Intro
Hi every one ! This is my first post on dev.to so a new experience for me!
I’m actually working on a Minecraft clone for my engine dev portfolio, and I’ve decided to share with you the steps of my journey 😁
This post is intended for people who have a basic understanding of 3D rendering. If that’s not the case, I highly recommend you take a look at this website, which is an absolute reference!
For your information, I am working on Fedora Linux 44, with a RTX 3060Ti, 32GB of DDR4 3600MHz and a Ryzen 7 5700X.
Well, let’s dive into !
1. Storing blocks
Before we begin, I would first like to explain how my blocks are stored in memory.
Each block has several properties, such as its name (in a string), its UVs (top, down and side for example), if it is transparent, affected by gravity, etc.
If we store these informations in each block of the map, you will just destroy your RAM (~256 bytes with the previous informations, multiply by the number of blocks in the map…).
The solution is simple. Instead of storing definitions, we will store types:
enum class BlockType : uint8_t {
AIR,
GRASS,
DIRT,
STONE,
};
And in the Chunk class:
class Chunk {
public:
Chunk();
// Methods
private:
std::array<BlockType, CHUNK_WIDTH * CHUNK_WIDTH * CHUNK_HEIGHT> m_blocks;
};
We are therefore going from several bytes per block to just one.
If we need a block property, we can build a Registry, where we will be able to register a definition for each type:
struct BlockDef {
std::string name;
UVRegion top;
UVRegion side;
UVRegion bottom;
bool transparent;
};
class BlockRegistry {
public:
void registerBlock(BlockType type, const BlockDef& def);
const BlockDef& get(BlockType type) const;
private:
std::unordered_map<BlockType, BlockDef> m_blocks;
};
Note: While a std::unordered_map is convenient, we’ll see in the next post that it can become a major bottleneck during meshing, and why a simple array is often better.
Then:
m_registry.registerBlock(BlockType::GRASS,
{
.name = "grass",
.top = m_atlas.region("grass_block_top"),
.side = m_atlas.region("grass_block_side"),
.bottom = m_atlas.region("dirt"),
.transparent = false,
});
Now that we know how to store our thousands of blocks without destroying our memory, we can start to work on the meshing!
2. The “stupid” meshing
At first glance, a voxel-type engine is simple, it’s just blocks…
We could simply loop through the chunk like this:
void Chunk::render(Renderer& renderer) {
for(const auto& block : m_blocks) {
renderer.render(block.mesh(), block.position());
}
}
And then render our blocks one by one.
That’s what I initially believed.

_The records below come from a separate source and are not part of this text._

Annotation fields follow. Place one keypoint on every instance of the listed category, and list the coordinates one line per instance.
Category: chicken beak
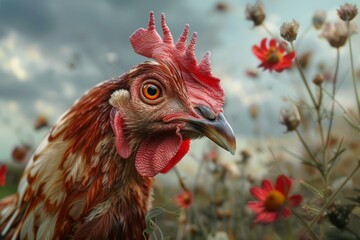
(218, 130)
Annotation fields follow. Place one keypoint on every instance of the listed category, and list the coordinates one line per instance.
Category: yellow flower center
(273, 56)
(274, 200)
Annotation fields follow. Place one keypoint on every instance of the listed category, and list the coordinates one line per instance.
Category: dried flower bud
(255, 13)
(347, 12)
(290, 118)
(289, 30)
(319, 19)
(254, 111)
(318, 79)
(337, 33)
(304, 59)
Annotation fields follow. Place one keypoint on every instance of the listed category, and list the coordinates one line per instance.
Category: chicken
(92, 176)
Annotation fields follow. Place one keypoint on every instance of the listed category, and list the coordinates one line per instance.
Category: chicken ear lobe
(160, 152)
(122, 142)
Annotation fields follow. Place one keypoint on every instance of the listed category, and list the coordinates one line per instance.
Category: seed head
(319, 19)
(255, 13)
(318, 79)
(290, 118)
(347, 12)
(337, 33)
(289, 30)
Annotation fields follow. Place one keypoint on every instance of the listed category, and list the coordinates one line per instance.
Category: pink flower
(2, 174)
(273, 57)
(184, 199)
(273, 202)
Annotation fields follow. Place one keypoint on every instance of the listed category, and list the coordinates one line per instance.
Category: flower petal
(267, 186)
(258, 52)
(272, 42)
(266, 217)
(286, 213)
(295, 200)
(263, 44)
(283, 184)
(257, 207)
(258, 193)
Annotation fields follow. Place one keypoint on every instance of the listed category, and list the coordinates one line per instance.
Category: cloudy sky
(51, 52)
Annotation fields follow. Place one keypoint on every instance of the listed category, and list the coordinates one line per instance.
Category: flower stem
(353, 68)
(331, 111)
(181, 181)
(306, 147)
(331, 200)
(303, 77)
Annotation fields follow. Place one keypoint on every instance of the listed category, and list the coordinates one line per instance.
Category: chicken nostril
(205, 112)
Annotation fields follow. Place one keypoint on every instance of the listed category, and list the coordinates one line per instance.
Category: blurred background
(52, 52)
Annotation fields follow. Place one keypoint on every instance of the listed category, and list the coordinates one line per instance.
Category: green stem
(331, 112)
(331, 200)
(352, 67)
(181, 182)
(302, 74)
(312, 234)
(306, 147)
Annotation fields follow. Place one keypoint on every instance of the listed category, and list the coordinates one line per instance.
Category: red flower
(2, 174)
(20, 153)
(274, 56)
(273, 202)
(184, 199)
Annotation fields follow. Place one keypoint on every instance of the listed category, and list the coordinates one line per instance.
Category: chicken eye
(151, 91)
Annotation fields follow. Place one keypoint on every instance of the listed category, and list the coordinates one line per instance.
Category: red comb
(147, 42)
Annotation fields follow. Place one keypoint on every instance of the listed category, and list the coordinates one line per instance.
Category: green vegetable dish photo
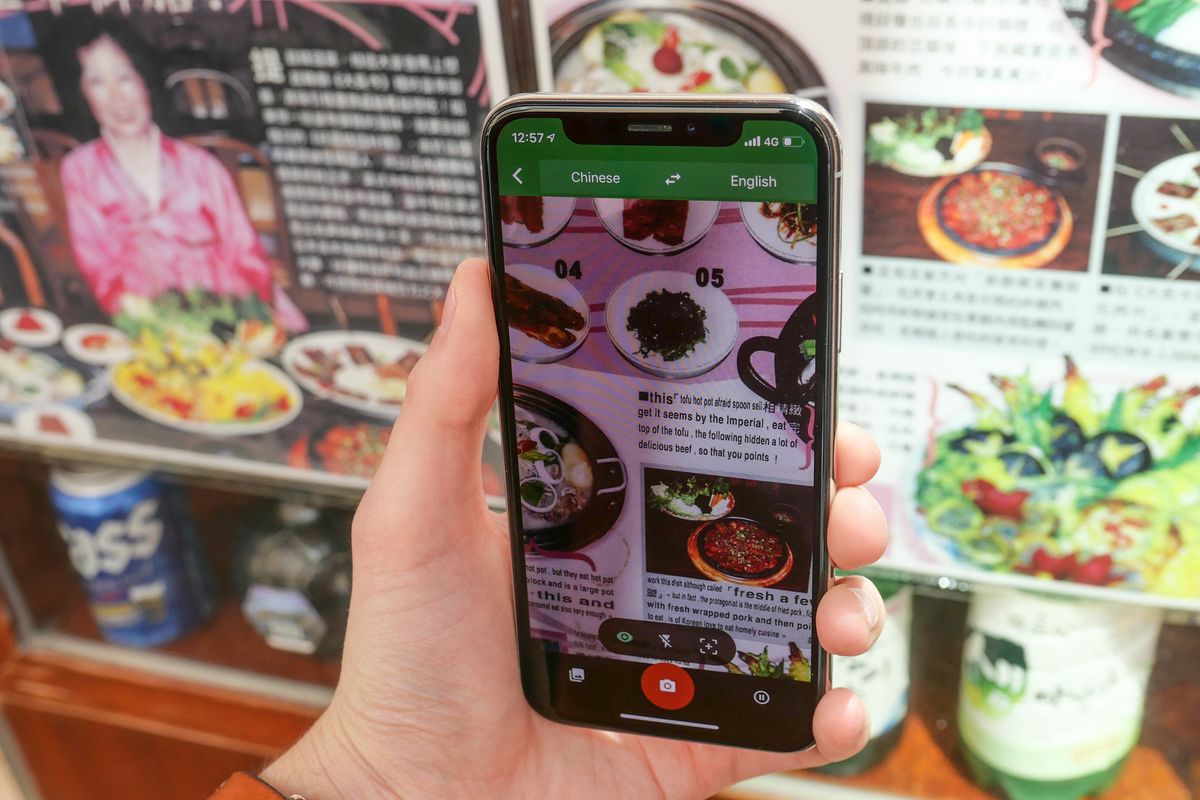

Buuuuuuuut in fact it is a bit more complicated 😅
The previous code is, for every engine programmer, a HERESY! Why? For two reasons:
-
You generate 1 draw call per block… For a world that can contain more than a hundred thousand, or even millions of blocks, you will saturate your PCIe bus. The GPU will spend its time just waiting… We need to drastically limit the number of draw calls.
-
The mesh is absolutely not optimized. You are sending to the GPU more invisible triangles than visible ones. This is a huge loss of performance, and in engine development, we love performance, so we need to reduce the number of rendered triangles.

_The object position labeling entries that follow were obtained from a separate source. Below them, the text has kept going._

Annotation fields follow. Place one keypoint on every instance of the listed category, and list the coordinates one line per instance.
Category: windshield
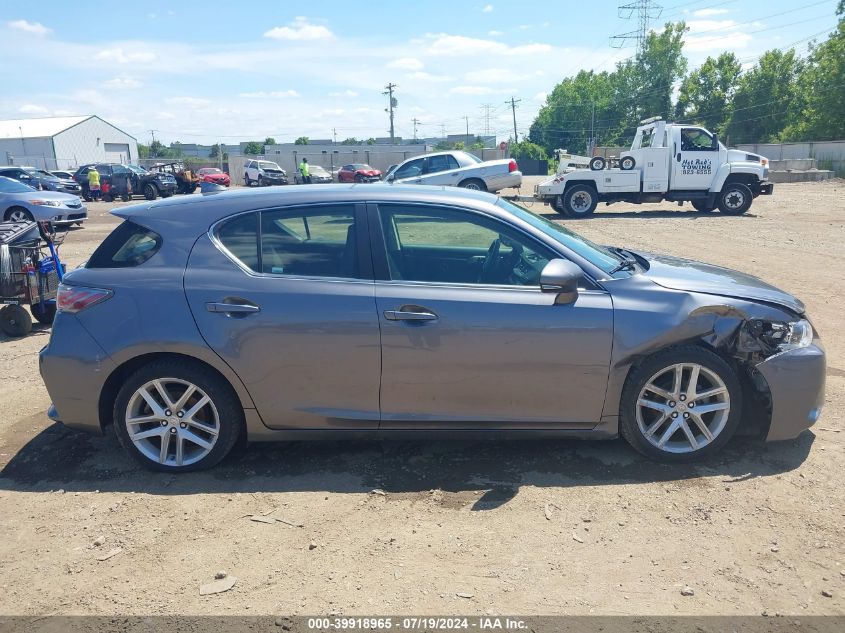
(7, 185)
(599, 256)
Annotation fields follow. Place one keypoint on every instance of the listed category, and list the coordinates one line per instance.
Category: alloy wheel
(683, 407)
(172, 422)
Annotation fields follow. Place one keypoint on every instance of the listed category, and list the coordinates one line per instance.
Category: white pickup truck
(680, 163)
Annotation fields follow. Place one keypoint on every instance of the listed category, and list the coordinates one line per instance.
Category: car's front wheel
(174, 417)
(681, 404)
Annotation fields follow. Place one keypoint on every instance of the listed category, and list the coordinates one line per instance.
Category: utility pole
(487, 107)
(392, 104)
(152, 135)
(646, 11)
(513, 103)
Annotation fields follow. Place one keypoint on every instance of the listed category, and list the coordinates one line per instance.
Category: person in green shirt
(305, 171)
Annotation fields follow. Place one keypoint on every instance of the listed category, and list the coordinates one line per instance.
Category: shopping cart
(30, 272)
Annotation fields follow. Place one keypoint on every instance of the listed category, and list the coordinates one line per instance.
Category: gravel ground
(558, 527)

For the first point, there’s a famous solution named batching, which consists of “batch” all the polygons into one mesh, and send this huge mesh to the GPU. We can then reduce the number of draw calls to just 1… But this is not the main subject of this post, we can dive into maybe in another one!
Here is the first rendering of a single batched chunk (16*256*16 blocks) but without any mesh optimization:
And in wireframe view:
I am rendering 786432 triangles for only one chunk, which is totally unacceptable! So let’s optimize that !
3. Internal face culling
This is the first optimization we’re going to work on. Actually, I am rendering all faces of all blocks in the chunk, even invisible ones. So the objective of the internal face culling is to remove a face if the adjacent block is opaque:
To do that, I’ve separated the meshing of the chunk to build independently each face of the block:
struct Vertex {
glm::vec3 position;
glm::vec2 uv;
glm::vec3 normal;
float luminosity;
};
enum class Face { Top, Bottom, Front, Back, Right, Left };
void MeshBuilder::addCubeFace(const glm::vec3& pos, const UVRegion& region, Face face) {
switch (face) {
case Face::Top:
addQuad({
Vertex{pos + glm::vec3(0, 1, 0), {region.uv_min.x, region.uv_min.y}, {0, 1, 0}, 1.f},
Vertex{pos + glm::vec3(0, 1, 1), {region.uv_min.x, region.uv_max.y}, {0, 1, 0}, 1.f},
Vertex{pos + glm::vec3(1, 1, 1), {region.uv_max.x, region.uv_max.y}, {0, 1, 0}, 1.f},
Vertex{pos + glm::vec3(1, 1, 0), {region.uv_max.x, region.uv_min.y}, {0, 1, 0}, 1.f},
});
break;
// etc.
}
Then, when I’m generating the mesh, I can just recover the neighbor cube of the face, check if it is opaque or not, and generate the face accordingly:
void ChunkMesher::buildFace(const Chunk& chunk, const glm::ivec3& pos, const BlockDef& block_def,
MeshBuilder::Face face) {
glm::ivec3 neighbor_pos;
UVRegion region;
switch (face) {
case MeshBuilder::Face::Top:
neighbor_pos = {pos.x, pos.y + 1, pos.z};
region = block_def.top;
break;
// etc.
}
if (chunk.contains(neighbor_pos.x, neighbor_pos.y, neighbor_pos.z)) {
auto neighbor_type = chunk.getBlock(neighbor_pos.x, neighbor_pos.y, neighbor_pos.z);
if (!m_registry.get(neighbor_type).transparent) return; // If neighbor is opaque, don't generate the face
}
m_mesh_builder.addCubeFace({pos.x, pos.y, pos.z}, region, face);
}
If we restart the engine:
No visual difference, but as you can see in the “Stats” window, we’ve gone from 786432 rendered triangles to 33792.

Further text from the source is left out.